Bruce Douglas Mattson, 97, passed away peacefully at home on Jan. 26, 2019.
He was born of Swedish stock in Litchfield, Minn. on Oct. 3, 1921. The family moved to Mankato, Minn., where Bruce and his two younger sisters, Marie and Grace, were raised.
His mother taught him piano, for which he had a natural talent. He played in church and for local dances. In high school he bought a new car with money earned as a pianist.
He played in several jazz bands in southern Minnesota. At the start of WWII, he left college, enlisting in the Army in 1942 and was eventually commissioned a lieutenant assigned to Cannon Company, 333rd Infantry Regiment of the 84th Division, “Railsplitters”. He fought at Geilenkirchen and the Ardennes Forest, losing a leg during the Battle of the Bulge.
Bruce married Mary Lou Neely of Oakdale, La., in 1945 while convalescing in Texas. They had met in Camp Claiborne Army Depot, La., while he was in training and had written to each other while he was overseas. Bruce and Mary Lou made their home in Mankato, Minn., where they raised three sons. Bruce attended college while working for the post office. He attended graduate schools in Minnesota and Colorado, where he earned a doctorate in education.

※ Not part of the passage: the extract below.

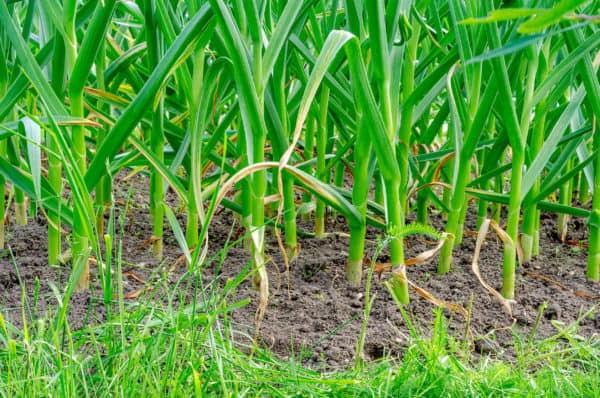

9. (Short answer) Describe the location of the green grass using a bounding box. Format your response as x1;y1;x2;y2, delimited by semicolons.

The family moved to Lubbock, Texas in 1965 where Bruce founded the Special Education Department at Texas Tech University; he served as department chair and professor of education until his retirement in 1983. He continued teaching as an adjunct professor at numerous universities and colleges.
Bruce and Lou lived on Whidbey Island since 1985 — first in Langley and then in Oak Harbor, where Bruce continued to teach in local colleges. They were both active in the Retired Officers Association. Bruce and Lou last year celebrated their 73rd wedding anniversary.
He is survived by his wife Mary Lou Mattson and sons Bruce Douglas Mattson, Jr. and Daniel Marshall Mattson. Middle son Robert Winston Mattson passed away a few months earlier.
Bruce is also survived by 10 grandchildren and 13 great-grandchildren.
Bruce was a rare and gifted personality. His was the warmth and affability of Jimmy Stewart, the humor and sharp wit of Danny Kaye and the gentle kindness in spirit of both. He was and will continue to be an inspiration and role model for his sons and family.
A memorial service will take place this February at Tahoma National Ceme-tery, in Kent, with full military honors.
Arrangements entrusted to Wallin Funeral Home, Oak Harbor.